The daily excitements of an open source enthousiast: July 2012

Thursday, July 19, 2012

Hot-detach disks with sanlock

Qemu/kvm allows virtual disks (logical volumes, files, ...) to be attached to and detached from a running domain, and it works great (with virtio). However, when a lock manager is in the game to protect your virtual disks from being assigned to different domains, you might get surprised when you end up loosing all your disk locks from the lock manager for that virtual machine.

What's going on?

Libvirt has a plugin for the sanlock lock manager which protects your virtual disks from being corrupted by getting accessed from multiple guests. It works nicely, but hot-detaching has a flaw: the current libvirt code will release all sanlock resources (read: when removing 1 disk, protection for all disks get lost)!

I wrote a patch to release only the specific resource that you want to hot-detach. It can be found in the bug report. The patch has not been reviewed yet or approved by the libvirt devs, but for me it works as expected, and it may help others who depend on it...

Wednesday, July 18, 2012

Open vSwitch active-passive failover - unreachable guests

The current release of Open vSwitch (1.6.1) does not send learning packets when doing an active-passive bond failover. Switches connected to your network interfaces will not now about the network change when LACP is not used. Result: all your virtual machines machines become unavailable until your guests send out packages that updates the MAC learning table of the uplink switches or until the entry expires from the learning table.

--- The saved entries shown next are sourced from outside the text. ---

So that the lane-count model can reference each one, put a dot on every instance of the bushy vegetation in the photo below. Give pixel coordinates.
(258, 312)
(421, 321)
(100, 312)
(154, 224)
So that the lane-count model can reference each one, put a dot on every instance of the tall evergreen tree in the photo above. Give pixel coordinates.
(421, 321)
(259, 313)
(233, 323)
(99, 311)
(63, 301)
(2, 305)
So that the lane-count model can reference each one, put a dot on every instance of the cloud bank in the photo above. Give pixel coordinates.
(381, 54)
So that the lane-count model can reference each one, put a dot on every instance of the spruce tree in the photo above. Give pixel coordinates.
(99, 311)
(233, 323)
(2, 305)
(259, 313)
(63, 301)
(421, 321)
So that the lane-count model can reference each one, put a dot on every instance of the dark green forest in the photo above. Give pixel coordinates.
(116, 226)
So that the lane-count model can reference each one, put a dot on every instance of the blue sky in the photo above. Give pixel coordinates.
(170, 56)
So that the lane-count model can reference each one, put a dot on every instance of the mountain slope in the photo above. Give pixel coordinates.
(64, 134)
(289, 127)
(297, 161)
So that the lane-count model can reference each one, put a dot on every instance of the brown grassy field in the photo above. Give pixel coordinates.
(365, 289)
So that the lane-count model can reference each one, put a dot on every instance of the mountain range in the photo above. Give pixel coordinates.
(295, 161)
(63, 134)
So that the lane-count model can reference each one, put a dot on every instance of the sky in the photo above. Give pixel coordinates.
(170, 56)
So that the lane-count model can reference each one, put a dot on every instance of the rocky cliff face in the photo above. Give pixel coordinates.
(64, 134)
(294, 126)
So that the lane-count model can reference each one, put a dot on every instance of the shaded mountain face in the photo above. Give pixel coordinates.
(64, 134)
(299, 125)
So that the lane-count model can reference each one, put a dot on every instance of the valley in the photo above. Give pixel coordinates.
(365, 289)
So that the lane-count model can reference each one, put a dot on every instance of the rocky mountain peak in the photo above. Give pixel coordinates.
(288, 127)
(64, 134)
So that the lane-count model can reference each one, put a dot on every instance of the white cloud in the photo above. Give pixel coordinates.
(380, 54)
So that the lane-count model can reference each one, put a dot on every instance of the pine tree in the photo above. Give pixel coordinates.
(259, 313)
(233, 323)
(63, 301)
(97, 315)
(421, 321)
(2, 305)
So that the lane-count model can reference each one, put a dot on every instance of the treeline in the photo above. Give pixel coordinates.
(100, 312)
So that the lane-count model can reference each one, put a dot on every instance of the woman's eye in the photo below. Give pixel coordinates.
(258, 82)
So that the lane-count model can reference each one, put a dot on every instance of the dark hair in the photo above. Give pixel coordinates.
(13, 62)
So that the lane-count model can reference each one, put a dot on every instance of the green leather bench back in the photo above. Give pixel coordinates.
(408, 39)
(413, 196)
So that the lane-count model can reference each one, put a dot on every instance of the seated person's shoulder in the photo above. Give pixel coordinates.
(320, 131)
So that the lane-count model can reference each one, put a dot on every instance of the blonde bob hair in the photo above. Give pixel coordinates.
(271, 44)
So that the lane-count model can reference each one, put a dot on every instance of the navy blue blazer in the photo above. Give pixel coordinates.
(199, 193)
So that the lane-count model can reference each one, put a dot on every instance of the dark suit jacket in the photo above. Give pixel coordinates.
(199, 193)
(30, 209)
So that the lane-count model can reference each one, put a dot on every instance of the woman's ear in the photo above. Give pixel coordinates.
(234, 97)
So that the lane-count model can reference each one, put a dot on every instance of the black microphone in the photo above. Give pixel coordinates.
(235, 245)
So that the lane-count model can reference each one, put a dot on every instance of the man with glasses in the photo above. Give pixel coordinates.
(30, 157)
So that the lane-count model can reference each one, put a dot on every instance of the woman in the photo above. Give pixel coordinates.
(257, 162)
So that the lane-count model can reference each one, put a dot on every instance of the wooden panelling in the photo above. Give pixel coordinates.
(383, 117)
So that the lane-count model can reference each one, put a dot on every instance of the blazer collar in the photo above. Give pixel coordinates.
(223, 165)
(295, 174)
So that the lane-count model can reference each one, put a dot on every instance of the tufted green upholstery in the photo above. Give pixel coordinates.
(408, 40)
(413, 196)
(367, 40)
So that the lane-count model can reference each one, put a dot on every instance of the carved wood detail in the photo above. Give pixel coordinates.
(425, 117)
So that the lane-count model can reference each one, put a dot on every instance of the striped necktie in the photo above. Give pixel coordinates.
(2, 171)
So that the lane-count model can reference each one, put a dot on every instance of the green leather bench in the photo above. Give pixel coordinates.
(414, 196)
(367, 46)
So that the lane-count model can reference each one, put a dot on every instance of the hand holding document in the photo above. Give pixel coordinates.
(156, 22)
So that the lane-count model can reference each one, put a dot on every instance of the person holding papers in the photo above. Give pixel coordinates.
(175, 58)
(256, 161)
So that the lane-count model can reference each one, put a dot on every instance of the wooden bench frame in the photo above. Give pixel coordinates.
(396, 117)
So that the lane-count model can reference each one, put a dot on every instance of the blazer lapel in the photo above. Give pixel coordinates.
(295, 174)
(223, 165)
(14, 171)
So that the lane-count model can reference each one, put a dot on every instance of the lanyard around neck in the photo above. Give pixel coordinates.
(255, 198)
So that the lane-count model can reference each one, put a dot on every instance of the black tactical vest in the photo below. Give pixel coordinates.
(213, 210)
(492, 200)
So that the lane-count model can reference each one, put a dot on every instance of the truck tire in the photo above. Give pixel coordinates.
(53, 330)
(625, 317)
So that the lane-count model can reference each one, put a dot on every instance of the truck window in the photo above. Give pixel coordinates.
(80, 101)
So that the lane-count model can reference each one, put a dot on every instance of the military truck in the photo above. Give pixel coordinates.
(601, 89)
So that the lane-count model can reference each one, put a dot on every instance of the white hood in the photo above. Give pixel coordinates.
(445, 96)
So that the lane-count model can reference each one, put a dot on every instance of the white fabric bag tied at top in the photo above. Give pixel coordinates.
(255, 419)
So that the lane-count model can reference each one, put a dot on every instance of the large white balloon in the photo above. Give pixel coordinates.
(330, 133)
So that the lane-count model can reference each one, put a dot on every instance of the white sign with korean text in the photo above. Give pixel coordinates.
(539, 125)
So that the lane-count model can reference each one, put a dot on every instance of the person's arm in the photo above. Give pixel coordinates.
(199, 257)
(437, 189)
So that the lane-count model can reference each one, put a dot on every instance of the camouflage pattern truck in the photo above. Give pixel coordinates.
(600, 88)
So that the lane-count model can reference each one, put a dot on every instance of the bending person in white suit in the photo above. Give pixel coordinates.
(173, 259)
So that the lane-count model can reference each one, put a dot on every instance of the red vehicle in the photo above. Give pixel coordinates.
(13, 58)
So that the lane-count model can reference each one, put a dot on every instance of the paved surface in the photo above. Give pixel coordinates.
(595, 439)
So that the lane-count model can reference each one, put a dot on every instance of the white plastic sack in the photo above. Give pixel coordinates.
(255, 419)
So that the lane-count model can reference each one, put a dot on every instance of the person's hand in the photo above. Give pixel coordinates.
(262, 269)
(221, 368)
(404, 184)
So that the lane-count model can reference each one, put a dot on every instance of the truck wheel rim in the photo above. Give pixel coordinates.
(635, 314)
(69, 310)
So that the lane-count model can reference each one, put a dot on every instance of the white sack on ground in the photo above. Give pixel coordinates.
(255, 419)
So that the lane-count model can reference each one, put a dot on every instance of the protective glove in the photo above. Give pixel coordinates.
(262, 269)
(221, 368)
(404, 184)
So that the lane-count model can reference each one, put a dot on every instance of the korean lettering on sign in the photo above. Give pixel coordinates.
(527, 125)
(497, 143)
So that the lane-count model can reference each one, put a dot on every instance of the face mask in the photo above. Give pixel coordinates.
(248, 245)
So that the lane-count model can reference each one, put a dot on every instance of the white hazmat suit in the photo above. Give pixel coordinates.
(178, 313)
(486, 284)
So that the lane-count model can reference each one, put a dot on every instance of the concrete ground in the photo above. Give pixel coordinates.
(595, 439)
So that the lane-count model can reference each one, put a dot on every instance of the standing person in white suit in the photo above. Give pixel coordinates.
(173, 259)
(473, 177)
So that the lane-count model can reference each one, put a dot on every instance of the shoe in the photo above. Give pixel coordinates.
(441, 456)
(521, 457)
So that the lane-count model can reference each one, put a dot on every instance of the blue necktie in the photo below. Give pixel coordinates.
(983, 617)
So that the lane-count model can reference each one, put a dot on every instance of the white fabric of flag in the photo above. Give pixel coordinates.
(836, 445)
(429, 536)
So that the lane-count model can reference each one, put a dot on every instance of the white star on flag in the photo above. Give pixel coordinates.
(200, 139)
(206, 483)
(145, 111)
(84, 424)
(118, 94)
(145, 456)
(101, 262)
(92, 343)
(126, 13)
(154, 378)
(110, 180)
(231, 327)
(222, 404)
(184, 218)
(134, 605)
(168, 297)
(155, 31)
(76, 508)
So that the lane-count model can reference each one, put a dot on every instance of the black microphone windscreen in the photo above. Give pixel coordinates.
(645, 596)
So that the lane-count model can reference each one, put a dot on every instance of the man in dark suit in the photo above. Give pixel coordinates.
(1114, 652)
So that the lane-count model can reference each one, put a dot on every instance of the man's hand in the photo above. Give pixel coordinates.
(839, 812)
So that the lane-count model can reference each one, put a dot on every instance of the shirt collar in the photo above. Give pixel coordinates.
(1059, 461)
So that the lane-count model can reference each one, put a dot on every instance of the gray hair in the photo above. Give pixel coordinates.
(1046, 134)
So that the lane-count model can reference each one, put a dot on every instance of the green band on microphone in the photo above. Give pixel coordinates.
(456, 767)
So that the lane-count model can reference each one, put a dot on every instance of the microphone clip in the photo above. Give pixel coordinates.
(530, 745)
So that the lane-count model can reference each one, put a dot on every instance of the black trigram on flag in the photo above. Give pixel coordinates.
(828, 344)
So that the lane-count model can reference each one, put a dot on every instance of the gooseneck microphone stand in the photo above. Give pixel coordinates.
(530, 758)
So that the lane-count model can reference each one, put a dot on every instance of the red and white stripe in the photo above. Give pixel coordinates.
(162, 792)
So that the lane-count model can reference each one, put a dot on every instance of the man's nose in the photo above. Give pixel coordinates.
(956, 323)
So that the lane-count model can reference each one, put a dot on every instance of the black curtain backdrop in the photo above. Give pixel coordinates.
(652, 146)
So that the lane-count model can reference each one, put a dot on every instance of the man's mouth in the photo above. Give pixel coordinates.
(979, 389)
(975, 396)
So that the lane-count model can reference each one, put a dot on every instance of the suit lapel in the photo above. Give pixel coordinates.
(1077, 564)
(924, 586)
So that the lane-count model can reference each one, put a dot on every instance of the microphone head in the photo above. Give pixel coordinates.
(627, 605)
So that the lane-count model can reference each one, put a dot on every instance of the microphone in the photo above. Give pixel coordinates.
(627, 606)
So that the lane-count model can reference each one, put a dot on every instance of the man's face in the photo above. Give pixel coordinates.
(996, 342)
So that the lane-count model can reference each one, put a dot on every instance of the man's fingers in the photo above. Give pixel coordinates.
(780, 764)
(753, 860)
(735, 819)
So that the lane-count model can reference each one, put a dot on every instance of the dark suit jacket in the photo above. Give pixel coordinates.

The next release (1.7?) will include a patch to send learning packets when a failover happens. I tested the patch by doing a manual failover on the host and having the interfaces connected to 2 different switches:

# ovs-appctl bond/show bond0
# ovs-appctl bond/set-active-slave bond0 eth1

Hooray! Not a single interruption in guest connectivity... like it should be :-)

SUSE KVM guest 100% cpu usage - lost network - wrong date

There is something wrong with the "kvm-clock" paravirtual clocksource for KVM guests when running the 2.6.32.12-0.7-default kernel of SLES 11 SP1.

Several times now, I encountered unreachable virtual machines (lost network), 100% cpu usage of these guests as seen from the host, and when logging in to the guest console for further debugging:

wrong date, like Sun Feb 5 08:08:16 CET 2597
in dmesg: CE: lapis increasing min_delta_ns to 18150080681095805944 nsec

The fix is simple, update to the latest kernel in SLES 11 SP1, like 2.6.32.54-0.3.1 which apparently provides a stable kvm-clock module.

As as side note: I'm using ntpd on the guests. Some resources report that you should, other tell the opposite. My experience is that when doing live migrations, clock drifting may appear which is not corrected or too slowly. Ntpd handles this correctly.

Tuesday, July 17, 2012

KVM Live migration of memory intensive guests

Recently, I've had some trouble to live migrate a memory intensive (jboss) application on a KVM virtual machine. It took ages (read it failed after 1,5h) for the online migration of the VM to another KVM host while a jvm with 4GB heap size (1GB young gen.) was constantly refilling the memory.

I got around this by increasing the migrate-setmaxdowntime value on the host while the domain was migrating away:

# virsh migrate-setmaxdowntime <domain name> 750

This allows the domain to be paused for 750ms while the remaining memory is sync'ed to the new host. Smaller values can be tried first, and changed on the run...

This behavior can also be simulated by using the "stress" utility on the guest:

# stress --cpu 1 --vm 8 --vm-bytes 128M --vm-hang 1 --timeout 900s

If it takes too long, increase the maxdowntime parameter (or increase your network bandwidth). It can also be worthy to check if the migration process is really taking advantage of all the available bandwidth with a utility like "iftop". If needed, increase to the available bandwidth:

# virsh migrate-setspeed <domain name> 1000

After all, sometimes it's more acceptable to have a small hickup than failing all the way and having to do an offline migration. As long as your application can live with it...